After graduating, I joined an American media company, working on research for clients such as UEFA and The Olympics, before starting my career at Oxford HR. I’ve been incredibly fortunate to work with so many wonderful organisations; from smaller UK charities to multilateral organisations and everything in between. I also spent a month with my colleagues in Senegal, learning French and meeting some of our clients such as Plan International. I’ve volunteered with Widening Participation at LSE, a tutoring scheme for disadvantaged London schools, Crisis at Christmas and taken part in Concern’s Ration Challenge. My very first volunteer experience was at a local library when I was 10 years old, so I’ve always been keen to be part of the for-purpose community!
What can you bring to OXygen’s clients in your role as Account Manager?
I really enjoy getting to know the organisations we work with and how they tick. I’ve had experience working with lots of different clients during my time with Oxford HR and I find it fascinating to learn about their mission and values, and how both their internal and external communications can help achieve their ambitions. One of the great things about OXygen is the passion that our team has for the sector, and we strive to act as an extension of your brand, as if we were an in-house team. I really think that communication and transparency is absolutely critical for any client relationship, and it’s rewarding to be a part of our clients’ mission for the duration of a project.
Why do you feel digital communications are so important in the for-purpose sector?
I think the rise of Gen Z, and especially their online activism, is something that could really be harnessed by the sector. We’ve seen amazing examples of this with the school climate strikes and the Black Lives Matter movements. These ‘digital natives’ are not only changing the current landscape, they are the future of the workforce. And with 72% of Generation Z stating a greater interest in social causes since the start of the pandemic, they’re likely to have a vested interested in the for-purpose sector.
I think digital media is a great tool for change. Last month I organised Oxford HR’s first ever Knowledge Festival, where we gathered to discuss important, but not totally comfortable issues within the sector. Platforms like Zoom, Twitter and LinkedIn are vital in creating safe spaces where people can learn from each other, and in order for us to best represent the communities we serve, the work has to start from within.
Who is your dream client?
I’ve always been really interested in the justice system in the US, particularly with regards to detainment, so working with Clive Stafford Smith’s organisation Reprieve would definitely be a goal of mine. Similarly, organisations like Detention Action are doing invaluable work for refugees and asylum seekers being detained indefinitely, so it would be amazing to support them.
I’d also like to engage more with Innovative Finance organisations, be it microlenders like Kiva, or Impact Investment organisations.
What are you most excited about achieving with OXygen?

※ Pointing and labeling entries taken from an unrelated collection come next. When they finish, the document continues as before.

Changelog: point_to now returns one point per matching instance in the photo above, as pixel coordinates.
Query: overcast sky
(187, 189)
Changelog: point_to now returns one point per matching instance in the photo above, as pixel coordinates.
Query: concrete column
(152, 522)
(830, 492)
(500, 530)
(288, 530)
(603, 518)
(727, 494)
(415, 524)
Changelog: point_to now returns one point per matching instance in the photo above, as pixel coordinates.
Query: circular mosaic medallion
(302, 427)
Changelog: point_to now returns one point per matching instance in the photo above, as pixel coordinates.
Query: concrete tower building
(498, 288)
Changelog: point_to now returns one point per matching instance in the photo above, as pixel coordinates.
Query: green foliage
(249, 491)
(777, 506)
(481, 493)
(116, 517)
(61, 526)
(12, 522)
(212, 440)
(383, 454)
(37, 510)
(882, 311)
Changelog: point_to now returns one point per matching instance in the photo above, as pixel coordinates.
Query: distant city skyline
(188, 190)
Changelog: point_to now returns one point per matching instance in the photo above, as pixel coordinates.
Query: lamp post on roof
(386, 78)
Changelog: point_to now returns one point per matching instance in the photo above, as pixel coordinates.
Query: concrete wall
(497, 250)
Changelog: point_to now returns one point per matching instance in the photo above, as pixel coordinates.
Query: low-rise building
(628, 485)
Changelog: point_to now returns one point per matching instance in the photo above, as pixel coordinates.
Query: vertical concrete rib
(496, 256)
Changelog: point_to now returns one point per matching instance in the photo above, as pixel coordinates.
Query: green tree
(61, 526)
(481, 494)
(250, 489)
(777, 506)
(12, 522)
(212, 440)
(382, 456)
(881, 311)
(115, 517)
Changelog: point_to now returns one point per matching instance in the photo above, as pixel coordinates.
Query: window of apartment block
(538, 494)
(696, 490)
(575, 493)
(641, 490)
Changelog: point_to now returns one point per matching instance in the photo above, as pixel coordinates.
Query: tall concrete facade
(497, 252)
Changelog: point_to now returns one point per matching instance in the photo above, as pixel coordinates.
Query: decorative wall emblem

I’d really like to see clients being braver with their communications. For a while we’ve been seeing the same sort of messaging that focuses on the why. I think the for-purpose sector needs to start highlighting the how; showing audiences the incredible work they’re doing and having greater transparency. Especially interesting is the debate around ‘suffering sells’; there is a real controversy surrounding European filming in local communities, especially those that are vulnerable. A really great resource is the film ‘STOP FILMING US’ by Joris Postema. Furthermore, with attention spans getting shorter and shorter (research indicates that Gen Z has an attention span of only 8 seconds!) campaigns need to be much snappier whilst still conveying the key message.
With current thinking around diversity and inclusion growing to incorporate other factors such as diversity of thought and diversity of lived experience, there is a really exciting opportunity to change the way we communicate both internally and externally. Difference really is something to be celebrated, and there is huge potential in this space to create more engaging and tailored campaigns.
Ruth joined the Oxford HR Group in 2018 after completing a BA in International History at the London School of Economics and Political Science, submitting a dissertation on human rights policy during the AIDS epidemic. Excelling at all things project management, Ruth works across the Oxford HR Group on all things related to communications and marketing, with a particular focus on digital innovation.
She has worked on assignments for a variety of clients focused on areas such as conflict resolution, the environment and conservation, housing and poverty, internationals security and UK charities / board roles. Ruth holds a Certificate in Professional Marketing from the Chartered Institute of Marketing, a Certificate in Project Fundamentals and is learning French. Her main areas of interest are the justice system in the United States and how digital communications can be used as a tool for development.